In essence, Krugman’s position seems to me to come down to three propositions:
- Powerful market forces determine wages
- Efforts to counteract those forces as they are operating are doomed to failure
- Only after-market policy measures can be effective
I wonder if scientists working in any other discipline besides economics would accept this logic. If we were talking about forces of nature, such as the weather or harmful bacteria, would we agree not to counteract such forces as they are operating? Well, we don’t have much control over the weather, so we do often resort to “after-weather” measures to undo whatever damage is done. We “let it snow, let it snow, let it snow” (the meteorological equivalent of letting the market rip), and then clean up the mess afterwards, just as Krugman wants to do with incomes through progressive taxation). But where we have gained a measure of control over natural forces, such as diseases, we do try to counteract harmful forces as they are operating, with timely treatment and even preventive measures like vaccination.
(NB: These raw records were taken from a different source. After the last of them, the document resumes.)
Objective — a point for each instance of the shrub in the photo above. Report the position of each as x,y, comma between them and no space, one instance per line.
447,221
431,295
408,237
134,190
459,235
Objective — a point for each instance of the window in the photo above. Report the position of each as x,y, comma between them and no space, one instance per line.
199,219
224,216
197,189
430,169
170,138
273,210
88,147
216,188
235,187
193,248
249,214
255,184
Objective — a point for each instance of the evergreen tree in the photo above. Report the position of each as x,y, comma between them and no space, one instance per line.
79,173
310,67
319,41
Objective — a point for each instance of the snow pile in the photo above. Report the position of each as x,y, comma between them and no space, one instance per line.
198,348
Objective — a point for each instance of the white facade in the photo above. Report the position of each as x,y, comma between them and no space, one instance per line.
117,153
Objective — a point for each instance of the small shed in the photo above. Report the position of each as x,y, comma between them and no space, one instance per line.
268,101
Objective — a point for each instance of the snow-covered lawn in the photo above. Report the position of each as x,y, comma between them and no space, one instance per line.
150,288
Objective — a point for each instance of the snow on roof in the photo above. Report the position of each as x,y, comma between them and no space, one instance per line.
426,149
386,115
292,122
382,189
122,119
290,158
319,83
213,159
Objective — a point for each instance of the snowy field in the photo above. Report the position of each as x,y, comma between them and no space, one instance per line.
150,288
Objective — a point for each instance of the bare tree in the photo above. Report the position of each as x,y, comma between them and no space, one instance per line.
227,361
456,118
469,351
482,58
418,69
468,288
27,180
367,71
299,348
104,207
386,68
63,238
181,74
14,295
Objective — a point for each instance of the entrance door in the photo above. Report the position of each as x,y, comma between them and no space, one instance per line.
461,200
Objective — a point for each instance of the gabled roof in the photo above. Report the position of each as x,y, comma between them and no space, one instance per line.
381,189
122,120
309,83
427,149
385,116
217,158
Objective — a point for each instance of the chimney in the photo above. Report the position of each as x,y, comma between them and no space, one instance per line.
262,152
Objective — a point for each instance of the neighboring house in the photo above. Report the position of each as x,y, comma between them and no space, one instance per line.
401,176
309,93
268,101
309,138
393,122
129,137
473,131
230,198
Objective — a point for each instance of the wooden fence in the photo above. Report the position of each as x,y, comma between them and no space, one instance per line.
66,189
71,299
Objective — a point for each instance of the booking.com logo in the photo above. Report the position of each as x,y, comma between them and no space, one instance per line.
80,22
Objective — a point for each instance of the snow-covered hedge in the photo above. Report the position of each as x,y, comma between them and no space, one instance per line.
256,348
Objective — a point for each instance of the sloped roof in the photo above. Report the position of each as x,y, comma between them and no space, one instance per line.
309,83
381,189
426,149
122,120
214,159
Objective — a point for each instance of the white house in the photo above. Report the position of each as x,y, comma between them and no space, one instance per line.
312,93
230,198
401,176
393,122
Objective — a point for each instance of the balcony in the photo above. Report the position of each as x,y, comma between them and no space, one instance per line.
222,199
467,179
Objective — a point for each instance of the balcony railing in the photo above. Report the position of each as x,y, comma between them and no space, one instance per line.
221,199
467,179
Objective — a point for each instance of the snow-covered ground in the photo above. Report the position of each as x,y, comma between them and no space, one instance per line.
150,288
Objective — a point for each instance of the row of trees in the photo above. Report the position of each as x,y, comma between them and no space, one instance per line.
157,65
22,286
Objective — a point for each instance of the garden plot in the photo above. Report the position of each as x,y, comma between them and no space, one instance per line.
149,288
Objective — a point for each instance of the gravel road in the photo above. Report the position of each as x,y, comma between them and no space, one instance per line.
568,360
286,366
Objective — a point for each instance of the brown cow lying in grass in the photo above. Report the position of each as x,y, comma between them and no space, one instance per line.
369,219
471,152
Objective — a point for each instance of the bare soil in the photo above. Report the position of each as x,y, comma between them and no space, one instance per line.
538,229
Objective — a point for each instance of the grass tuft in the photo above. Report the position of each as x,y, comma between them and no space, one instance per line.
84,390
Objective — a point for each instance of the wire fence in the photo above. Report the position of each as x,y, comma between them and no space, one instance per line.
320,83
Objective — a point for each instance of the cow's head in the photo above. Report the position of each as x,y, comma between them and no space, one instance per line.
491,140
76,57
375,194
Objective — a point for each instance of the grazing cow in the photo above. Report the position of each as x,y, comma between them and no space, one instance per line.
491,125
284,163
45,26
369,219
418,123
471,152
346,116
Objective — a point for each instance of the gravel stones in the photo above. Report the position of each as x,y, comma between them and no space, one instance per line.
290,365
Isn’t this true in the economy as well? Supply and demand considerations may lead a pharmaceutical company to market an unsafe drug, but the FDA tries to intervene before the damage is done. The market may reward a company for dumping toxic waste, but society can act to prevent that damage rather than accepting the cost of “after-market” cleanup. And regarding wages, if widespread prejudice has lowered the price of female and minority labor, civil rights legislation can work against that by mandating equal pay for equal work. Economists can study the effects of legislation, but they should not declare entire categories of law a waste of time just because they promote some moral good like health or justice.
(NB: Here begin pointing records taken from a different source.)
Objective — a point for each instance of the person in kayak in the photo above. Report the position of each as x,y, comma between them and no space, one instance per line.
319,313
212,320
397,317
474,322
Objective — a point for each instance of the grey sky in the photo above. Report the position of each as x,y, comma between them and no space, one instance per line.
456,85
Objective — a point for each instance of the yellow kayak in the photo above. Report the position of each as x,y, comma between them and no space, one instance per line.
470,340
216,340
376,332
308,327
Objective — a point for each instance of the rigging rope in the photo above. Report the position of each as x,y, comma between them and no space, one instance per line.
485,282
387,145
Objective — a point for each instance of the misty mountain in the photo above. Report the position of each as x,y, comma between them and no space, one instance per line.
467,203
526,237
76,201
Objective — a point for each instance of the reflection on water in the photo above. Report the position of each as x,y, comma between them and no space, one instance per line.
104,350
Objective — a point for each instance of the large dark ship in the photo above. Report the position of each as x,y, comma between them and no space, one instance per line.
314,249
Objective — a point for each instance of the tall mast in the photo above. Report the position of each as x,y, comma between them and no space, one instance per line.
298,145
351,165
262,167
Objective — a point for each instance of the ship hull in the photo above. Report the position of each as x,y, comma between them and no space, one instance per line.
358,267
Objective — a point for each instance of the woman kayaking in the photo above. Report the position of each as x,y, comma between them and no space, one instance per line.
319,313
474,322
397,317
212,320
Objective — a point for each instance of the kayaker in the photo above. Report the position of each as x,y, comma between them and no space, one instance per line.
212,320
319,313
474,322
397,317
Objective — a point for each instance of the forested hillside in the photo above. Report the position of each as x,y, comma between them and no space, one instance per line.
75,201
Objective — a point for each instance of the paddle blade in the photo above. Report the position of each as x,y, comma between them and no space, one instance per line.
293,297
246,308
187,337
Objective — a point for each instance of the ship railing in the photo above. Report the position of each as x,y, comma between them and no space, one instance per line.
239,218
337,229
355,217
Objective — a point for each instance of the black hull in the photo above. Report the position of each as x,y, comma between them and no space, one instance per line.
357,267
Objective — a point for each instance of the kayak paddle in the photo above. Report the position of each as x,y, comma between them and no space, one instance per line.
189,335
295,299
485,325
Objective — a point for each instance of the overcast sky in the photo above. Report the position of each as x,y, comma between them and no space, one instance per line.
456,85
Why treat market forces as uniquely powerful and unstoppable, even more powerful than forces of nature? After all, the capitalist economy from which those forces emanate is a modern human creation. Market forces are really aggregations of human decisions that are subject to moral and legal influences. Society allows economic actors to pursue their self-interest up to a point, but also makes some rules to keep selfish behavior from getting out of hand. As a financial advisor, I was subject to a whole set of legal and ethical rules involving matters like respecting client confidentiality, disclosing conflicts of interest, and recommending only investments in the client’s best interest. Economic behavior is not, by definition, amoral behavior.
Of course, some people in powerful economic positions would like to be free to pursue profit without regard to ethical or legal constraints. That’s not a surprise, but what is more puzzling is why economists would want to encourage such an attitude. One reason may be that exaggerating the power of amoral market forces serves to place the field of economics itself in a uniquely powerful and privileged position in society. Other authorities such as political or religious leaders may try to tell us what we should do, but economists are the only ones who can tell us what we must do. Only they understand the amoral forces that rule our lives, and resistance is futile.
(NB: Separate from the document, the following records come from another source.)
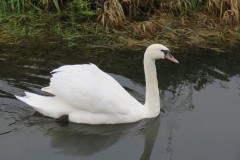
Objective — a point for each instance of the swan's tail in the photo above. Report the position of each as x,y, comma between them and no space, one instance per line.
48,106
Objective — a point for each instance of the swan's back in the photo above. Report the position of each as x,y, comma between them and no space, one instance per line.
88,88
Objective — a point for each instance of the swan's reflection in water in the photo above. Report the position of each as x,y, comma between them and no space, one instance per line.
81,140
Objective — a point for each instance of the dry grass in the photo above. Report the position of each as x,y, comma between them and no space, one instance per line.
228,11
111,14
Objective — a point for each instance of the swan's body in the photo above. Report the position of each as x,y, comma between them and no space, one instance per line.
88,95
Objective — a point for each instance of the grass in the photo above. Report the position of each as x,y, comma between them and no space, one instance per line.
130,22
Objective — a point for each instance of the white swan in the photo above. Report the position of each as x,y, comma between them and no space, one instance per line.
88,95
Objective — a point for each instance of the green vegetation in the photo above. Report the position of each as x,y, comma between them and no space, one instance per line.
128,23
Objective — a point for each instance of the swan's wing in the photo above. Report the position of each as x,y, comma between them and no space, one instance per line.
88,88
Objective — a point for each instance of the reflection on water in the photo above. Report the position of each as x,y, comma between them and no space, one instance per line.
200,100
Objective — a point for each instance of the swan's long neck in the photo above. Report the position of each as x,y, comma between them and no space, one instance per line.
152,102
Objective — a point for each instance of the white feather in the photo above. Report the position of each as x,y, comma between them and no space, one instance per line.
88,95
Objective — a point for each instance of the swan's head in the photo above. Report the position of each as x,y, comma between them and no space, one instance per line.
159,51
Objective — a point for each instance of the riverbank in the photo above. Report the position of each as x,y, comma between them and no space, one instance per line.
196,29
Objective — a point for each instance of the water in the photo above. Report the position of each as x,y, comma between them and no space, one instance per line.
199,118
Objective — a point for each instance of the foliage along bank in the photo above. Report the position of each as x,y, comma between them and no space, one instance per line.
123,23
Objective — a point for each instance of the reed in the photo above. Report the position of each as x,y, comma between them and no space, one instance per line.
228,11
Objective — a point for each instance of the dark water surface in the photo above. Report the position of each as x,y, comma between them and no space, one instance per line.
199,119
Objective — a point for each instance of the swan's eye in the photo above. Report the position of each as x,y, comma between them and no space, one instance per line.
165,51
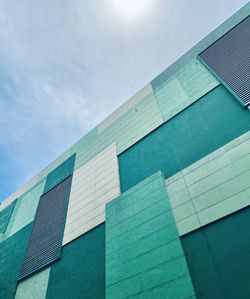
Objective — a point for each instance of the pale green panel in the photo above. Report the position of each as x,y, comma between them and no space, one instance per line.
213,187
34,287
147,90
130,127
25,209
189,84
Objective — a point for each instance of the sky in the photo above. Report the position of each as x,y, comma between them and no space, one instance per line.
65,65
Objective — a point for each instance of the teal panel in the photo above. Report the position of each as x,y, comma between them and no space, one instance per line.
80,273
60,173
144,256
25,209
218,256
34,287
188,85
214,120
5,217
11,257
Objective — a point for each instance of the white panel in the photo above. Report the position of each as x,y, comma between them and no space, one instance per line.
93,185
213,187
125,107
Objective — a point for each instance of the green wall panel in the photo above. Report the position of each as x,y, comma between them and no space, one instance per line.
5,217
205,126
25,209
80,273
144,256
185,87
218,256
34,287
11,257
60,173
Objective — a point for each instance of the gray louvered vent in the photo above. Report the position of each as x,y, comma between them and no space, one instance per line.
229,58
46,238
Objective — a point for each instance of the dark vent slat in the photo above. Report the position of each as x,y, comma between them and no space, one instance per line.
229,58
47,233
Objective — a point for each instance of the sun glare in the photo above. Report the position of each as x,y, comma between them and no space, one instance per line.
132,9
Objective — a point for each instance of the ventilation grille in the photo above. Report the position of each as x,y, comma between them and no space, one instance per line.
229,59
46,238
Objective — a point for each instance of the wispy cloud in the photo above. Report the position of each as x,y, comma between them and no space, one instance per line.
65,65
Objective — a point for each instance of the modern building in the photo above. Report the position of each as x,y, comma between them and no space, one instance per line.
154,201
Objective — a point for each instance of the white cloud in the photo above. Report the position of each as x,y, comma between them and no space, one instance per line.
66,64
Economists have a lot to tell us about the probable consequences of economic actions and policies. If raising the minimum wage is likely to increase unemployment, as Krugman and many other economists believe, the advocates of higher wages need to address that concern (and this book does). But I think economists go too far when they try to settle policy debates by invoking a doctrine of moral fatalism, encouraging people to feel morally impotent in the face of economic forces.